私は、他のメイドたちを手伝いながら、ごく自然を装って尋ねた。
「エルスベス様。旦那様は、お休みになる前に、何か決まって飲まれるハーブティーなどはございますか?リラックスできるようなものを、お淹れできたらと思いまして…」
エルスベスは最初、私を警戒するような目で見た。新入りの、それも素性の知れない私が、主人のプライベートに踏み込むことを、快く思わないのは当然だろう。
「公爵様のお好みは、私たちが把握しております。お気遣いは無用ですわ」
その声は、穏やかだが、はっきりとした拒絶を含んでいた。
私は、それでも諦めなかった。
「申し訳ありません。ですが、昨夜、旦那様がとてもお辛そうにしているのをお見かけして…。何か、私にできることはないかと思ったのです。差し出がましいとは、分かっているのですが…」
私の声には、自分でも驚くほど、真剣な響きがこもっていた。その必死さが伝わったのかもしれない。エルスベスの厳しい表情が、ふっと和らいだ。彼女は、周囲に人がいないことを確認すると、声を潜めて、重いため息と共につぶやいた。
「…あの子は、ただのお疲れではないのです」
あの子、という呼び方に、彼女がユリウス公爵を幼い頃から見てきたことが窺えた。
「旦那様のご不眠は、もう何年も前…。先代の公爵様が亡くなられた、あの痛ましい『事件』以来、ずっと続いているのです。王都のお医者様が処方したどんな薬も、もう、ほとんど…」
そこまで言うと、彼女ははっと口をつぐんだ。「余計なことを申しました。今の話は、お忘れになって」
そう言って、エルスベスは足早にその場を去っていった。
私は、その場に立ち尽くしていた。
(先代の公爵様の死。『事件』…)
断片的な情報。だが、それは、私の頭の中の霧を晴らすには、十分すぎるほどの光だった。

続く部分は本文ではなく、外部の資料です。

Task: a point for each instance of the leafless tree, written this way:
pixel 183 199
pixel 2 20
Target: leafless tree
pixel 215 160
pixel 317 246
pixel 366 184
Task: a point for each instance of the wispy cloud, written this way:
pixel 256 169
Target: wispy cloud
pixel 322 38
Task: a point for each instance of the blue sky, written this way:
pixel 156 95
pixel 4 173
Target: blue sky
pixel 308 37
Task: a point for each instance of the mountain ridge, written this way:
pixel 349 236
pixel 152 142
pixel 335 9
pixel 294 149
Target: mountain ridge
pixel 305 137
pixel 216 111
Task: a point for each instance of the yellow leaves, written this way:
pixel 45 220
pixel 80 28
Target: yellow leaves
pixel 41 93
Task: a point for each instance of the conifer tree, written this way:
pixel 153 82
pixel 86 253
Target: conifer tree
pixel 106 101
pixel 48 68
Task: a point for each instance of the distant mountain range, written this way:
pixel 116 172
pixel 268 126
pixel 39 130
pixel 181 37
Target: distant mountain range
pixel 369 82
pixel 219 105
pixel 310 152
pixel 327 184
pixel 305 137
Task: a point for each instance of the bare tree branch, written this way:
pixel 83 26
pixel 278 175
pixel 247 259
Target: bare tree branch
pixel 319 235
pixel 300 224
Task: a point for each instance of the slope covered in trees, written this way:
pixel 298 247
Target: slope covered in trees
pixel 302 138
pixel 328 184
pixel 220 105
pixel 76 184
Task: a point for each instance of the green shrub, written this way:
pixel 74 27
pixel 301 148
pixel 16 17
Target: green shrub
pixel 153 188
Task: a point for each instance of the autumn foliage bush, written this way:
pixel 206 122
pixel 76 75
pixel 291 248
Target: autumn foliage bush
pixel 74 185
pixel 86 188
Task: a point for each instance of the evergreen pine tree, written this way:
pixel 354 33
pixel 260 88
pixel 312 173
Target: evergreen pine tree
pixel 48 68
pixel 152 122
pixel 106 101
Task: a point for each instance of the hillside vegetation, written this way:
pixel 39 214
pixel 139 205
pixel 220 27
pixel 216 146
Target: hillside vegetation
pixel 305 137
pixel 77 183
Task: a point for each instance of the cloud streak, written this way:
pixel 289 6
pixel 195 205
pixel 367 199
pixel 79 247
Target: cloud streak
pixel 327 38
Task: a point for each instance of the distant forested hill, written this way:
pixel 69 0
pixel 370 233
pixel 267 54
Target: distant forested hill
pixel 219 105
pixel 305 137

その夜、私は自室のベッドの上で、得られた全ての情報を組み立てていた。
(ただの不眠や頭痛じゃない。原因は、数年前に起きた、父親の死を伴う『トラウマ』。ならば、対処すべきは肉体じゃない。彼の心。記憶に刻まれた、深い傷だ)
私の脳内で、日本で学んだ何百という香りのデータが、高速で検索され、組み合わさっていく。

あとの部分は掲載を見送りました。